She married Boston native Constant Davis Huntington on 17 October 1916. The two moved to London where Constant opened Putnam's London office. The two resided in Hyde Park Gardens and then at Amberley House in Sussex, where they remained until her death.

On 31 May 1959, three years after the publication of Madame Solario, Huntington committed suicide.

==Writing==
Huntington published two novels, a play, and two short stories in The New Yorker. She is best known for Madame Solario. The novel was anonymously published in 1956 (likely due to what was considered scandalous content), and her identity as the author would not be revealed for three decades. It is mainly thanks to the French journalist and novelist Bernard Cohen, who investigated in 2009, that Huntington was recognized as Madame Solario's author. The book was immediately republished in France with the author's name on the cover. The story takes place in Cadenabbia on Lake Como in 1906.
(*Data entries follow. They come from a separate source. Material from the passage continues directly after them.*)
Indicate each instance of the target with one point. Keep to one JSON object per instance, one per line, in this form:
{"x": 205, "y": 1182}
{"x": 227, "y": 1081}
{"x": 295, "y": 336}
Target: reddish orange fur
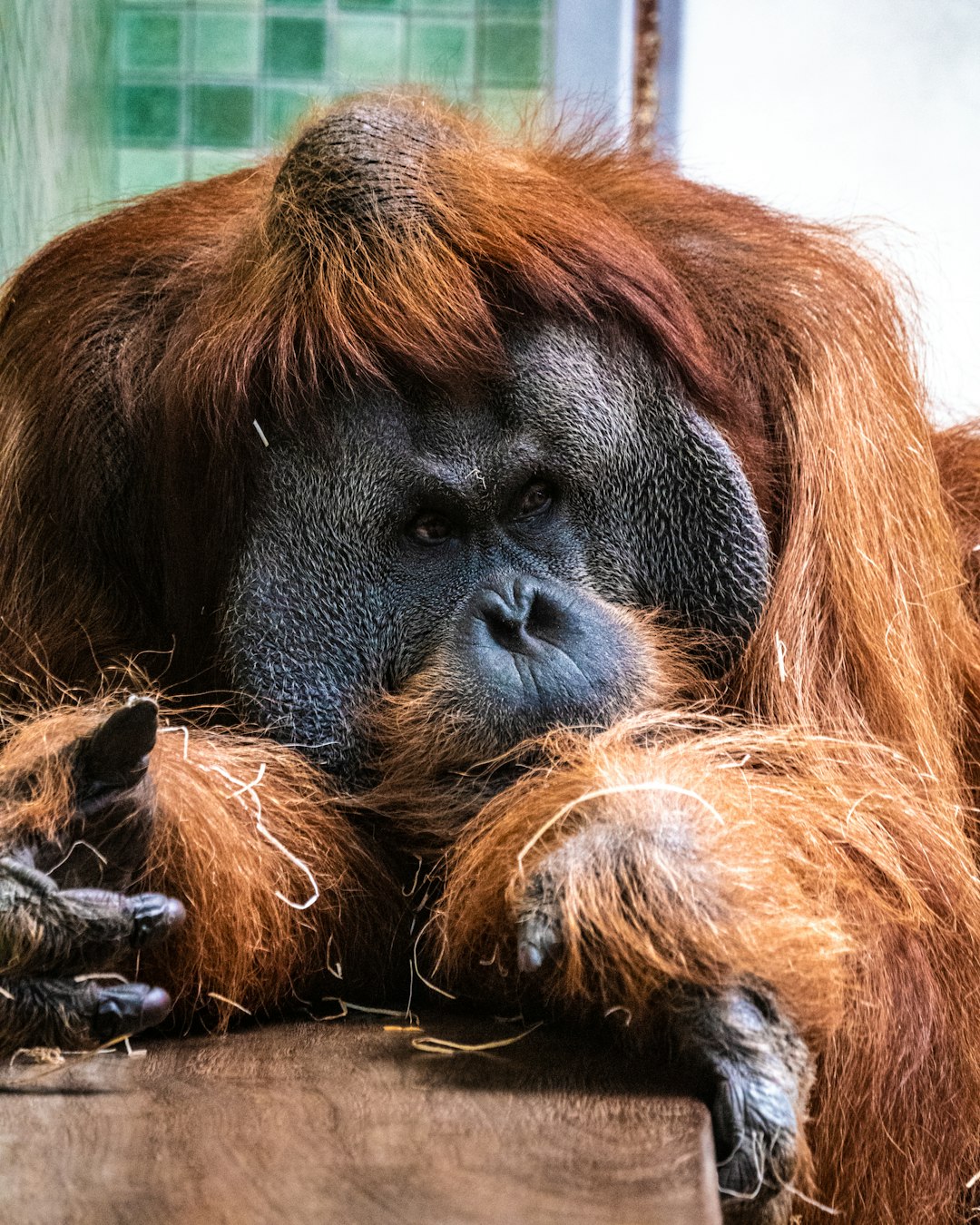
{"x": 833, "y": 804}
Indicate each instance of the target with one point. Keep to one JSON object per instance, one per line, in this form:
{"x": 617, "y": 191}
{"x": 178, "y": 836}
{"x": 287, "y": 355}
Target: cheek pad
{"x": 693, "y": 543}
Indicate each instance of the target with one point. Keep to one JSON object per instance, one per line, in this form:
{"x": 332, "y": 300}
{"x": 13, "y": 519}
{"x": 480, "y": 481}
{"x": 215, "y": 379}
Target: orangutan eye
{"x": 430, "y": 528}
{"x": 535, "y": 499}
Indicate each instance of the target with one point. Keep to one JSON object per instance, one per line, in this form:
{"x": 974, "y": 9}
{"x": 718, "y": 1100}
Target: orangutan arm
{"x": 237, "y": 833}
{"x": 740, "y": 903}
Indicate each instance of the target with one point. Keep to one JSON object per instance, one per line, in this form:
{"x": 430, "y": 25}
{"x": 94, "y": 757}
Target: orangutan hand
{"x": 54, "y": 938}
{"x": 732, "y": 1046}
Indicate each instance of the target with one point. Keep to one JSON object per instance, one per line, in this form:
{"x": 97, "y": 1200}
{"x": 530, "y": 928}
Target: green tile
{"x": 454, "y": 7}
{"x": 510, "y": 109}
{"x": 150, "y": 41}
{"x": 440, "y": 51}
{"x": 370, "y": 5}
{"x": 226, "y": 44}
{"x": 222, "y": 115}
{"x": 369, "y": 49}
{"x": 511, "y": 54}
{"x": 141, "y": 171}
{"x": 147, "y": 114}
{"x": 283, "y": 109}
{"x": 514, "y": 7}
{"x": 296, "y": 45}
{"x": 206, "y": 163}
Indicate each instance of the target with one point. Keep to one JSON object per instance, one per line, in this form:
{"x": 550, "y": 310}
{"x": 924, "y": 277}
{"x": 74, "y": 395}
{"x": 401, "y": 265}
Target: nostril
{"x": 518, "y": 615}
{"x": 504, "y": 618}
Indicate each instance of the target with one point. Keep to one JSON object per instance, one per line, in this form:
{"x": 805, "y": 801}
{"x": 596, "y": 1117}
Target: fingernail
{"x": 153, "y": 916}
{"x": 529, "y": 957}
{"x": 128, "y": 1007}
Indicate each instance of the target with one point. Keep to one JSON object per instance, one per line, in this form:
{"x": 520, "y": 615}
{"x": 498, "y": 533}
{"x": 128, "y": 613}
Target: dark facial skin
{"x": 496, "y": 534}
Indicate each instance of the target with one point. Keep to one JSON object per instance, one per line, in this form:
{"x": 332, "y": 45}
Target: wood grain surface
{"x": 346, "y": 1121}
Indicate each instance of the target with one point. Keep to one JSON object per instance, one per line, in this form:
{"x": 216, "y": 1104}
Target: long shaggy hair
{"x": 829, "y": 801}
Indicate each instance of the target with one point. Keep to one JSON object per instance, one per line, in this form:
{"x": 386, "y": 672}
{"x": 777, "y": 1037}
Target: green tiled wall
{"x": 201, "y": 86}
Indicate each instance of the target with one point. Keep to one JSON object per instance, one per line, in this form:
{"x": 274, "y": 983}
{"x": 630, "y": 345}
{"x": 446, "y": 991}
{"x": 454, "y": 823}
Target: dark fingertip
{"x": 529, "y": 957}
{"x": 156, "y": 1006}
{"x": 126, "y": 1008}
{"x": 124, "y": 740}
{"x": 153, "y": 916}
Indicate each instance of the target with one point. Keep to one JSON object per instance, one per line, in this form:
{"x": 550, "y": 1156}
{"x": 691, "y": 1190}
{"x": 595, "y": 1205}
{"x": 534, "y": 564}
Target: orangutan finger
{"x": 45, "y": 930}
{"x": 115, "y": 757}
{"x": 65, "y": 1014}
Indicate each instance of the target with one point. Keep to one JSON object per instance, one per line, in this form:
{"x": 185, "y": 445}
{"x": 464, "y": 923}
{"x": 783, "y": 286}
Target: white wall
{"x": 854, "y": 109}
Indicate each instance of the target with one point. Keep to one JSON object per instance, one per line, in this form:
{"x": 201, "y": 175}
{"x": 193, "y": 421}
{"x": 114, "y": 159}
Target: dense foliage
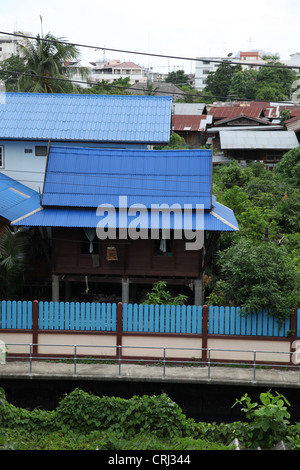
{"x": 272, "y": 83}
{"x": 259, "y": 266}
{"x": 83, "y": 421}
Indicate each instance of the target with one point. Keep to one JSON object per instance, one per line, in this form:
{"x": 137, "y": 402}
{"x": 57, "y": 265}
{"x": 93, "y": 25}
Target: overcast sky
{"x": 196, "y": 28}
The novel has been translated into seven languages. However, it went out of print for a period of time. Persephone Books released a new edition in 2016 with a foreword by Alison Adburgham. It was adapted into a French film by René Féret in 2012.
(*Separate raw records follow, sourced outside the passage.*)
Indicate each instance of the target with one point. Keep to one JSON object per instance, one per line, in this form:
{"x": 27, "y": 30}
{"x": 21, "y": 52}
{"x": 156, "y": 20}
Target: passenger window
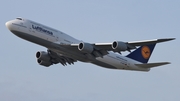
{"x": 19, "y": 18}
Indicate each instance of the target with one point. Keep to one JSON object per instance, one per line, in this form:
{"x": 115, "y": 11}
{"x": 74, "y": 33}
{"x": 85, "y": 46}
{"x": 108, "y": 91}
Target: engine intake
{"x": 85, "y": 47}
{"x": 43, "y": 58}
{"x": 42, "y": 55}
{"x": 119, "y": 46}
{"x": 44, "y": 63}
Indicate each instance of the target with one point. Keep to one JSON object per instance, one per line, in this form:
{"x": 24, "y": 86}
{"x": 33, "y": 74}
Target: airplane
{"x": 64, "y": 49}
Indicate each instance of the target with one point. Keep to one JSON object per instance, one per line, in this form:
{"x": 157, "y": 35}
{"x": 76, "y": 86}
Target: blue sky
{"x": 22, "y": 79}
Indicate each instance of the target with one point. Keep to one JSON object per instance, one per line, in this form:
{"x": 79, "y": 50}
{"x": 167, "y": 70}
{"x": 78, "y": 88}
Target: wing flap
{"x": 150, "y": 65}
{"x": 147, "y": 42}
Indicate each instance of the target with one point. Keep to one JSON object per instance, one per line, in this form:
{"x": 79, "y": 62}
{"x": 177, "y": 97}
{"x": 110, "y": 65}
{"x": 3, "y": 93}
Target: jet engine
{"x": 43, "y": 58}
{"x": 85, "y": 47}
{"x": 119, "y": 46}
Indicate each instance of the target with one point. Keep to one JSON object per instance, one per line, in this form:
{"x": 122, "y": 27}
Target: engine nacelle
{"x": 85, "y": 47}
{"x": 42, "y": 55}
{"x": 119, "y": 46}
{"x": 44, "y": 63}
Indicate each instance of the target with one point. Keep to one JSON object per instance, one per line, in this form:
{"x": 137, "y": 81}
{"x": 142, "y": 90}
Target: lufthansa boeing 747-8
{"x": 64, "y": 49}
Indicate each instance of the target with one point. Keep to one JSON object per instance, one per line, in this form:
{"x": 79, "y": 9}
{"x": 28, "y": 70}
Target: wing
{"x": 150, "y": 65}
{"x": 101, "y": 49}
{"x": 58, "y": 58}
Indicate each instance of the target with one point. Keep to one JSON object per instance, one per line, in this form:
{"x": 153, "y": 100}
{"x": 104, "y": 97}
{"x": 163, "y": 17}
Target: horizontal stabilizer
{"x": 150, "y": 65}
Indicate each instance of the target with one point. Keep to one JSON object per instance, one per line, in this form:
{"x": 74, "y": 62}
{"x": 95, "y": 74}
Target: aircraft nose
{"x": 9, "y": 25}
The book was considered a masterpiece by Marguerite Yourcenar, who discussed it on several occasions in her correspondence. In a segment on neglected books, Mary Renault in The American Scholar praised the book and called it "one of the finest novels of our century." In a letter, Paul Bowles called it "beautifully imagined and written," adding, "What a shame that the author never wrote anything else! And didn't even dare sign her name to it for fear of scandalizing her British in-laws. (She was American, of course!)"

When Penguin published the novel in paperback in 1978, The New York Times wrote, "When first published 1956, this anonymous novel was acclaimed for its elegant style and disturbing urgency. It deserves a new audience."

Huntington's prose is often compared to that of Henry James. After her death, Huntington left behind a manuscript of a play entitled The Ladies’ Mile (dating from 1944), which she had planned to adapt into a novel.